# Kingsford vs Royal oak for UDS



## johnwash (Oct 19, 2014)

Kingsford vs Royal oak for UDS


----------



## noboundaries (Oct 19, 2014)

I don't have a UDS but a WSM is basically a PDS (pretty drum smoker).  Just depends what you can afford.  In the Spring and early summer holidays, KBB is 25 cents a pound or less.  In my area I've never seen RO lump for less than 65-70 cents a lb.  I've used both.  Prefer KBB.


----------



## wimpy69 (Oct 19, 2014)

Only use k ingsford  for grilling since there's to much ash for long smokes. If your talking royal oak briquets, I prefer Stubbs, for price vs weight. Longer burn time and less ash. When stubbs is out of stock I opt for royal oak briquets.

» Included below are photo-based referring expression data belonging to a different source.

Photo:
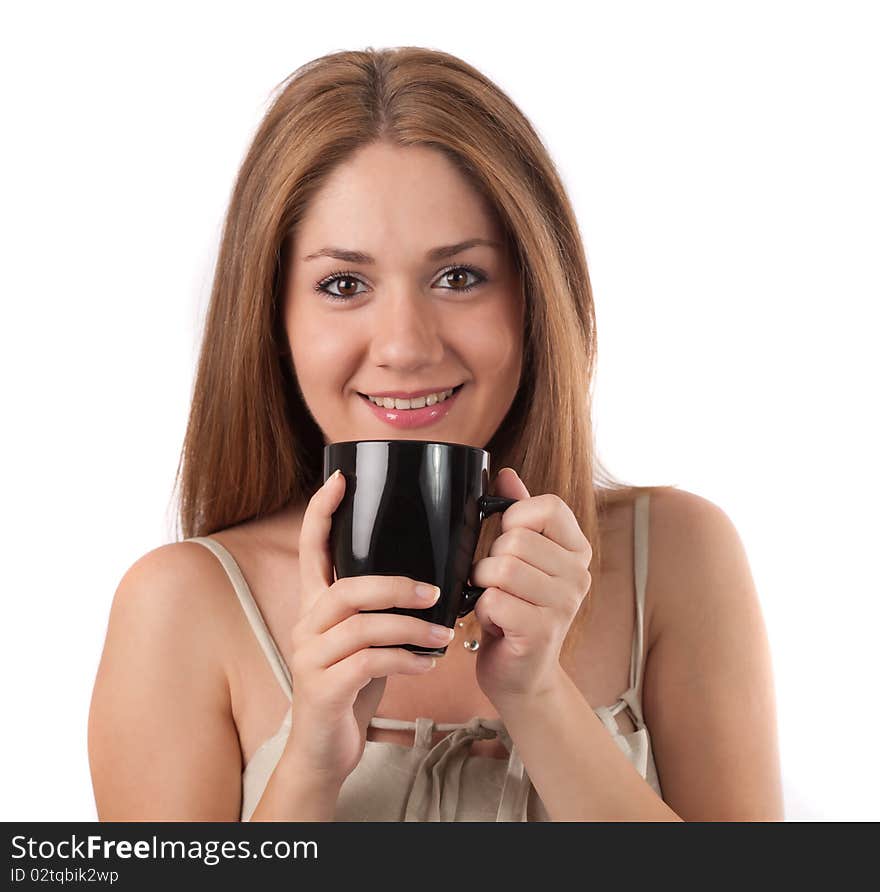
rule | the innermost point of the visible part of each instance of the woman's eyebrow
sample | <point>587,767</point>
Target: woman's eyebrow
<point>434,254</point>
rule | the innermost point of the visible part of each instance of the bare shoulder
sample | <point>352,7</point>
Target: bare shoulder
<point>161,736</point>
<point>708,697</point>
<point>695,553</point>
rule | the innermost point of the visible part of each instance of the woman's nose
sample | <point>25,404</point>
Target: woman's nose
<point>405,331</point>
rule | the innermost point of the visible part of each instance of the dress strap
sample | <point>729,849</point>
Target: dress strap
<point>640,573</point>
<point>251,611</point>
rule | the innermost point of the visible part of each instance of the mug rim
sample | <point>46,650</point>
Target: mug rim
<point>477,449</point>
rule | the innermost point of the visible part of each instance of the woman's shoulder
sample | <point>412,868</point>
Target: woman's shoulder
<point>178,591</point>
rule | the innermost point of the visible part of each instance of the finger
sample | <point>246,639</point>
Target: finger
<point>496,609</point>
<point>540,552</point>
<point>351,594</point>
<point>378,629</point>
<point>549,515</point>
<point>356,671</point>
<point>509,573</point>
<point>316,566</point>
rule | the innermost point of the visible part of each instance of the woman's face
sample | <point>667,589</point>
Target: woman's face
<point>401,324</point>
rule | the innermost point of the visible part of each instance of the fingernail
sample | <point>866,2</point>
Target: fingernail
<point>428,593</point>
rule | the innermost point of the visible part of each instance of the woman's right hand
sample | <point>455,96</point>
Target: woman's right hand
<point>338,679</point>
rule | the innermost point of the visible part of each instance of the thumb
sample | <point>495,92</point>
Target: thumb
<point>509,484</point>
<point>315,564</point>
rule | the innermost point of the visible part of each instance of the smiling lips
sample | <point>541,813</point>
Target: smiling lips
<point>415,412</point>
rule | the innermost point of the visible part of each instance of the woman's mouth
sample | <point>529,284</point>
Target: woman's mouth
<point>413,417</point>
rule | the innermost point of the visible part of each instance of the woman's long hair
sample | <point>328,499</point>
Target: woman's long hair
<point>251,447</point>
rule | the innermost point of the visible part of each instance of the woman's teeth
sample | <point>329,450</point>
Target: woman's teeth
<point>419,402</point>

I don, t look at price vs dependability when it comes to long cooks.jmho


----------



## venture (Oct 20, 2014)

Lots of upright users like KBB for extended cooking.

In my offset I like RO lump.

For grilling I use KBB.

Try both and you will know where you want to go?

Good luck and good smoking.


----------



## jarjarchef (Oct 20, 2014)

I only use Kingsford.  I find royal burns hot and fast, less bang for the buck for me. Yes Kingsford does produce a lot more ash.


----------